Starter for a es6 node library

Usage no npm install needed!

<script type="module">
  import utf8string from 'https://cdn.skypack.dev/utf8string';



NPM version Build Status

While this string implementation has all the necessary bits to sometime grow into a full-fledged implementation, this is unlikely to happen firstly because of time needed, but also because such an implementation require a custom regular expression engine.

Simple Example

const str = new Utf8String('aaaabc');
const searchStr = new Utf8String('aab');
const result = str.substring(str.find(searchStr));
console.log(String(result)); // "aabc"

For more examples please refer to the tests.


All string operation return a new Utf8String object.

Iterating a string

Because of the nature of UTF-8 encoding (and Unicode in general), a JavaScript's String style random access to a string is not very desirable for performance reasons since you have to always iterate from the start of the string and count the code points.

Moreover code points may not be what you want to count, as, for example grapheme clusters should be used for counting what would one visually consider "characters".

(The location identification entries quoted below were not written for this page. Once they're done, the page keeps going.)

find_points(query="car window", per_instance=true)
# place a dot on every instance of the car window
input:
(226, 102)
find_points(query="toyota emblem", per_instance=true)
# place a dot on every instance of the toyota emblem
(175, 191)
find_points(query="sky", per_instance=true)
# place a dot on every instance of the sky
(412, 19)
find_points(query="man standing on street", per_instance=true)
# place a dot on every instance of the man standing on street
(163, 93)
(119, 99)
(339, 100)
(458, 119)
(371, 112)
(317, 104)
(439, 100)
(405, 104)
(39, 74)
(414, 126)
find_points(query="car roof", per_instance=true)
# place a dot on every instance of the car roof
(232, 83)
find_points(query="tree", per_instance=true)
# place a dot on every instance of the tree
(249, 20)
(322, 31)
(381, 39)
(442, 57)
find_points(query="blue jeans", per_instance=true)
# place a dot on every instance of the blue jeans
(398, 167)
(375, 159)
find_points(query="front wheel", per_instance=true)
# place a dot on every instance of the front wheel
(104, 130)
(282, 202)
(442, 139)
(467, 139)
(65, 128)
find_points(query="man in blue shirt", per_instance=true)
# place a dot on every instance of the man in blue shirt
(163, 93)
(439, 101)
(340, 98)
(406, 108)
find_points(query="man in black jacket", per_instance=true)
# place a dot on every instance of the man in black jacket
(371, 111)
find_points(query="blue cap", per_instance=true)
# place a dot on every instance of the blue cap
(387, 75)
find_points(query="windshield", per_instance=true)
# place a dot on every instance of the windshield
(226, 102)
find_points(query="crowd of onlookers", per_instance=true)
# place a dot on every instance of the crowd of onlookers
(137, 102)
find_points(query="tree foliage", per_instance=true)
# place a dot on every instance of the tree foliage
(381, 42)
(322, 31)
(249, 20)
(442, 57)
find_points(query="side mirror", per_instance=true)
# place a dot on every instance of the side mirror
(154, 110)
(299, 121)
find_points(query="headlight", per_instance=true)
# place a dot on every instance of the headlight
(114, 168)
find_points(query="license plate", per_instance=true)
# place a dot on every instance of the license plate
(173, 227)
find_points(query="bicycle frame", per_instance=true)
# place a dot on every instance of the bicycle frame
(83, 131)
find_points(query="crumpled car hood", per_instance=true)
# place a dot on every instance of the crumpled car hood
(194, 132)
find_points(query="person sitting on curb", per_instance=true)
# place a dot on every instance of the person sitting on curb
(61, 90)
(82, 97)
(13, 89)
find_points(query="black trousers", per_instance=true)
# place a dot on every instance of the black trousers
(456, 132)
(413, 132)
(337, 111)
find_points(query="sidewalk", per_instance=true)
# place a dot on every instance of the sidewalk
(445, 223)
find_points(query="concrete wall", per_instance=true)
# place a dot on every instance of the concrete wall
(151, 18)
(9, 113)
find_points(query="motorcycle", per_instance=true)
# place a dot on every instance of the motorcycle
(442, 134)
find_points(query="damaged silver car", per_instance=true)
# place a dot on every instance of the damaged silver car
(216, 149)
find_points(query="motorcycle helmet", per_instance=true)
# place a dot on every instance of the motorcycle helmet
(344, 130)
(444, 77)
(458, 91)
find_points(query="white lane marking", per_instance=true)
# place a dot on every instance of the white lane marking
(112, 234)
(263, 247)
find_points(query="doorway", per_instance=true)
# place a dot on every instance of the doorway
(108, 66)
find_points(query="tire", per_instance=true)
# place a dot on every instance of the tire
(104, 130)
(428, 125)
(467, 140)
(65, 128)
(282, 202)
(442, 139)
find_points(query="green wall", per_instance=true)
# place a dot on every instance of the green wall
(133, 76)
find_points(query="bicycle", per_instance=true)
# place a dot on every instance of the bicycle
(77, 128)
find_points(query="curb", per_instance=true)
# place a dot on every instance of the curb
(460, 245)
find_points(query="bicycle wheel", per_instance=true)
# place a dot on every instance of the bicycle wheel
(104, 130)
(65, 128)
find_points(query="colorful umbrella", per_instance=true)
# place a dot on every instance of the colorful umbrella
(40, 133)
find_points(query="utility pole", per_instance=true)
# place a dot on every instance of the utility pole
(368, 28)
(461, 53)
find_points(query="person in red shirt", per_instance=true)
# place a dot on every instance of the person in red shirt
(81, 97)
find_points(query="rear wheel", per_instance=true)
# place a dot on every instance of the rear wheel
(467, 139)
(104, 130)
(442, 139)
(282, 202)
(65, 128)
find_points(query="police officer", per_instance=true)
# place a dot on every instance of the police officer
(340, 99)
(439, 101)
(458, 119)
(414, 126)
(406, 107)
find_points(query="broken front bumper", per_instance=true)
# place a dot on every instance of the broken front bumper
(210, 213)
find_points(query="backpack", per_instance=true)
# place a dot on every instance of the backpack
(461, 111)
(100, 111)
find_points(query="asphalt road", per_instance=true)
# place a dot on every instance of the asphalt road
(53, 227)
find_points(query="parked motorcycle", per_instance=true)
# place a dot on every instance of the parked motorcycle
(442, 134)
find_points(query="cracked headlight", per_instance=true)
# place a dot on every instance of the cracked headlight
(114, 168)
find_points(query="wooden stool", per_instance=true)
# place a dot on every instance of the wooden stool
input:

This is why Utf8String exposes a codePoints() method that returns an iterator over unicode code points, which is also aliased to an [Symbol.iterator]() method so that it is easy to use Utf8String in for .. of constructs and with other functions and constructs that expect an object conforming to an iterator protocol such as Array.from() or spread operator.

Utf8String also provides a bytes() iterator that could be used for low-level access to the string.

Size of a string

The same as with iteration, depending on your particular requirements you might have a different definition of a size (or a length) of a string. This is why instead of providing a multitude of instance methods Utf8String library takes a different approach with delivering a single class utility method called Utf8String.count(), which accepts and iterable, such as one returned by codePoints() or bytes() instance method.

This approach also allows to provide additional iterators such as characters (grapheme clusters), or even words as separate packages while making use of default length / counting facilities.